Los viejos

Ramón Pernas
Ramón Pernas NORDÉS

OPINIÓN

Sandra Alonso

11 abr 2020 . Actualizado a las 05:00 h.

Son y han sido la mejor historia de nuestra historia, la columna vertebral en la que se articuló nuestra sociedad. Habían pasado mil páginas desde los duros años de una posguerra que presidió el hambre y la miseria y que ellos protagonizaron. Sentaron las bases del llamado milagro español, los años del seiscientos y del veraneo en la costa, soñaron y alcanzaron un país que reivindicó e instaló el estado de bienestar, y desde hace algo mas de cuarenta años vivieron en democracia en un utópico país llamado Europa.

Con sus pensiones ayudando a sus hijos, sostuvieron los mecanismos que hicieron posible atemperar la crisis económica que golpeó España durante un lustro todavía reciente, fueron determinantes reinventándose, cuidando a sus nietos, llevándolos a la guardería y al colegio, propiciando una cultura de familia inquebrantable.

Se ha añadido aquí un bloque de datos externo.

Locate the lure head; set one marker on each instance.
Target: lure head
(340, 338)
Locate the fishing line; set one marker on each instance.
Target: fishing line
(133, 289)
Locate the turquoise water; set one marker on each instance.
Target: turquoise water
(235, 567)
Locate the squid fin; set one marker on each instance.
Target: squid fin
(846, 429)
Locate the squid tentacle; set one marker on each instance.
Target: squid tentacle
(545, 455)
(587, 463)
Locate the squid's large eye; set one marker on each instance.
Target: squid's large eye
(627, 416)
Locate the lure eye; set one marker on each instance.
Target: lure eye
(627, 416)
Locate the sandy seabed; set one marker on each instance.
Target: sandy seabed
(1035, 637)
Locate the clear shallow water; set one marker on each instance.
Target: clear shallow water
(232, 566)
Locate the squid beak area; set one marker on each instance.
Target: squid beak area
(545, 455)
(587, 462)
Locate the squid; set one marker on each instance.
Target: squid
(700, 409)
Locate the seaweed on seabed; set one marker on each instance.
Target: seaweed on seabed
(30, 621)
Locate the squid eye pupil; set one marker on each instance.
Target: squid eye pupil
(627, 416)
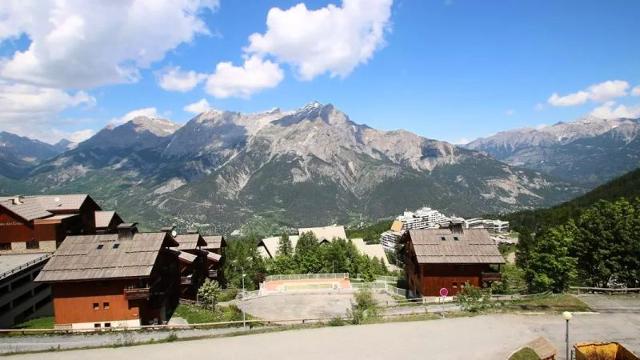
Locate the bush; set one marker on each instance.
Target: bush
(365, 306)
(208, 294)
(473, 299)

Son nuestros viejos, a los que el COVID-19, el virus asesino, esta diezmando con su oleada de muerte. Son nuestros viejos, que mueren por miles en el mapa hospitalario de España; son septuagenarios, mas bien octogenarios, están en esa edad de la sabiduría que el escritor Ricardo Piglia, en los Diarios de Renzi, atribuía a Borges, que en una de sus ultimas entrevistas televisadas hablaba «lento y despacio como hablan los ancianos, con ese lenguaje sentencioso y hondo», al igual que el viejo marqués de Bradomín en la Sonata de invierno de Valle Inclán, y fue José Luis Sampedro quien desde una edad provecta creó un protagonista mayor en su Sonrisa etrusca.

Son nuestros viejos, los ancianos de esta tribu que llamamos patria. Los cursis los llaman abuelos; los políticamente correctos, mayores; los modernos los denominan viejunos. Son nuestros viejos y España es un inmenso obituario que da cuenta y razón de los fallecimientos que, día a día, ya se cuentan por miles.

Solo en las residencias y asilos habían muerto hasta el pasado Jueves Santo 8.600 ancianos, y han muerto en soledad y silencio, sin despedidas ni abrazos, y son vergonzosamente enterrados sin acompañamiento en sus sepelios.

Nuestros viejos son nuestros muertos. Nuestra sociedad no puede ni debe ignorarlos, olvidarlos, convertirlos en fría estadística. Han vivido el mundo del trabajo con abnegación, muchos de ellos en los años sesenta emprendieron con billete de vuelta el camino de la emigración.

Hay que poner punto y final a esta sangría y mientras tanto, desde el luto y el dolor, yo quiero rendirles mi homenaje, mi testimonio de gratitud en este honor y gloria colectivo que quiero dedicarle a nuestros viejos.